Patientin Mandy Schimm und Dermatologin Sarah Hobelsberger vor dem Ganzkörperscanner des Uniklinikums. Dieser soll die Früherkennung von schwarzem Hautkrebs revolutionieren. © René Meinig

Dresden. Mandy Schimm hätte den Krebs zweifellos gern besiegt. Inzwischen lebt sie jedoch seit sechs Jahren mit ihm. Die Betonung liegt auf "lebt". Dass die Krankheit in Schach gehalten werden kann, ist nicht nur Medikamenten zu verdanken.

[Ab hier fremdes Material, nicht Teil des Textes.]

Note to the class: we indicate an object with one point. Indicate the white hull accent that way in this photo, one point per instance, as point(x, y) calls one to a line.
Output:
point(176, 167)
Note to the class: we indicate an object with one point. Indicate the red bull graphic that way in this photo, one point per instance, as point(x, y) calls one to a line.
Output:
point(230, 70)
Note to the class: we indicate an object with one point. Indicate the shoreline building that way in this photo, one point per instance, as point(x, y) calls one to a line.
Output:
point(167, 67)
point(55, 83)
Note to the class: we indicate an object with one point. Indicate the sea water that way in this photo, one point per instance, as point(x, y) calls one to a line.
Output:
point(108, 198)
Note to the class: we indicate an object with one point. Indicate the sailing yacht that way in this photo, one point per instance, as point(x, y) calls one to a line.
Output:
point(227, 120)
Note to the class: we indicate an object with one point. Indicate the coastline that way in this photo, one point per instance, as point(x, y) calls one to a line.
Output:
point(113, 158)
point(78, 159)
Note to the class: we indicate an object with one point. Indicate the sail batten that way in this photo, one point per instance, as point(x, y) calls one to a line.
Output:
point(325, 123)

Künstliche Intelligenz (KI) sucht den Körper der 45-Jährigen immer wieder nach neuen Hautveränderungen ab – sehr viel präziser, als es das menschliche Auge vermag.

Mandy Schimm sitzt im März 2018 bei ihrem Hautarzt. Routine-Hautcheck. "Ich bin völlig unbedarft zu diesem Termin gegangen", sagt sie. Seit ihrer Geburt hat sie viele Leberflecke am Körper. War einer auffällig, wurde er herausgeschnitten und fertig. Auch bei diesem Termin entdeckt ihr Arzt eine verdächtige Läsion und entfernt sie. Und fertig? Nicht dieses Mal. Der Fleck stellt sich als schwarzer Hautkrebs heraus. "Mein erster Gedanke war: Sehe ich meine Kinder noch aufwachsen?"

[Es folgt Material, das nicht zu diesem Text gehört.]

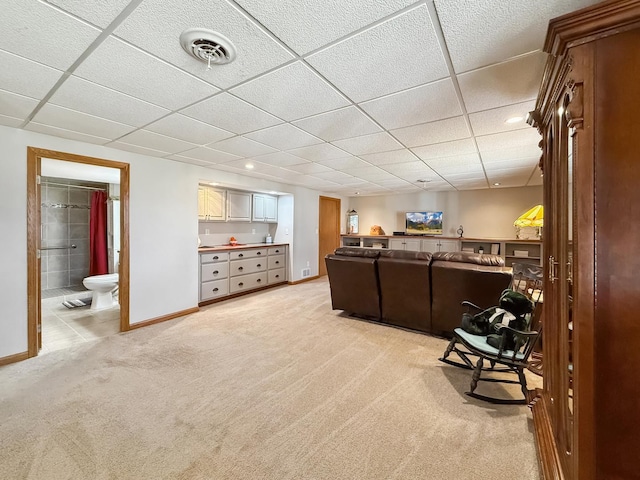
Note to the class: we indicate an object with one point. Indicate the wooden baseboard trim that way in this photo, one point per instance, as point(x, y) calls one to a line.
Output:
point(304, 280)
point(164, 318)
point(18, 357)
point(239, 294)
point(548, 458)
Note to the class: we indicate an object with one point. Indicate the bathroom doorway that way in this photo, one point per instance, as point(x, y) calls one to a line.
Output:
point(60, 189)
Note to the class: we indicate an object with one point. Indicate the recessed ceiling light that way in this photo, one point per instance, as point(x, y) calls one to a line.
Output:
point(513, 120)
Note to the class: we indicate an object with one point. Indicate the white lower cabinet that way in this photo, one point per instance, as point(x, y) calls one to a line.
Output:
point(239, 270)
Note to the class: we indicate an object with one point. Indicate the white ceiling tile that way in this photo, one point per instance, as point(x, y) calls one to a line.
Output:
point(446, 149)
point(98, 13)
point(515, 81)
point(486, 32)
point(528, 137)
point(16, 106)
point(61, 132)
point(295, 91)
point(56, 116)
point(368, 173)
point(384, 158)
point(307, 25)
point(16, 69)
point(409, 43)
point(230, 113)
point(318, 153)
point(309, 168)
point(10, 121)
point(494, 120)
point(280, 159)
point(434, 132)
point(78, 94)
point(42, 33)
point(142, 76)
point(242, 146)
point(188, 129)
point(137, 149)
point(342, 123)
point(156, 25)
point(209, 155)
point(427, 103)
point(337, 177)
point(144, 138)
point(344, 162)
point(373, 143)
point(284, 137)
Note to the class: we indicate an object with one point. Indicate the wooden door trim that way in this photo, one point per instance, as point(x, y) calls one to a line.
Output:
point(34, 157)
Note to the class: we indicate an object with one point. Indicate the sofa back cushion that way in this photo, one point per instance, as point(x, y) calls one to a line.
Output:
point(405, 289)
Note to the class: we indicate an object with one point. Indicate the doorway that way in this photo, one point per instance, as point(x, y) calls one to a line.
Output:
point(328, 231)
point(35, 157)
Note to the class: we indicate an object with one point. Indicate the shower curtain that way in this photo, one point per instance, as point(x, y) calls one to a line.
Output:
point(98, 256)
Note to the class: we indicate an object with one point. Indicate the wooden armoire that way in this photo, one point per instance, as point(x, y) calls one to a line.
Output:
point(587, 415)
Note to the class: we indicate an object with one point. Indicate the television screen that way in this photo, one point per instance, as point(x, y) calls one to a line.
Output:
point(424, 223)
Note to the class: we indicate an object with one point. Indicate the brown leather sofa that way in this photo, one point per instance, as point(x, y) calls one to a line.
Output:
point(416, 290)
point(458, 276)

Schwarzer Hautkrebs: Überlebenschance bei über 50 Prozent

Hautkrebs hat in den vergangenen zehn Jahren um mehr als die Hälfte zugenommen. Ursache Nummer eins ist zu häufige und intensive UV-Bestrahlung durch die Sonne im Kindes- und Jugendalter. "Die Anzahl der nach der Geburt erworbenen Pigmentmale ist der höchste Risikofaktor für das maligne Melanom", erklärt die Deutsche Krebshilfe. Menschen mit mehr als 100 Pigmentmalen hätten ein siebenfach erhöhtes Risiko, an schwarzem Hautkrebs zu erkranken.

Pro Jahr werden in Deutschland mehr als 300.000 Neuerkrankungen (schwarzer und weißer Hautkrebs) diagnostiziert - das ist entspricht mehr als der Hälfte der Dresdner Bevölkerung. Die Überlebenschance von Patienten mit schwarzem Hautkrebs liegt dank moderner Therapien bei über 50 Prozent. Je eher ein Melanom erkannt und entfernt wird, umso besser ist die Prognose. Die Entfernung von Hauttumoren ist der häufigste Eingriff an der Klinik für Dermatologie des Dresdner Uniklinikums.

"Ich hatte sofort die Frage im Kopf, ob ich zu den anderen 50 Prozent der Patienten gehöre", erinnert sich die zweifache Mutter. Sie meint jene, die es nicht überleben. Zunächst sieht alles gut aus: Am Uniklinikum wird an der betroffenen Stelle ein zweites Mal geschnitten. Dieses Mal zur Sicherheit, um eventuell zurückgebliebene Krebszellen in den direkt angrenzenden Hauptpartien zu entfernen. Drei Jahre lang erholt sie sich von der Erkrankung.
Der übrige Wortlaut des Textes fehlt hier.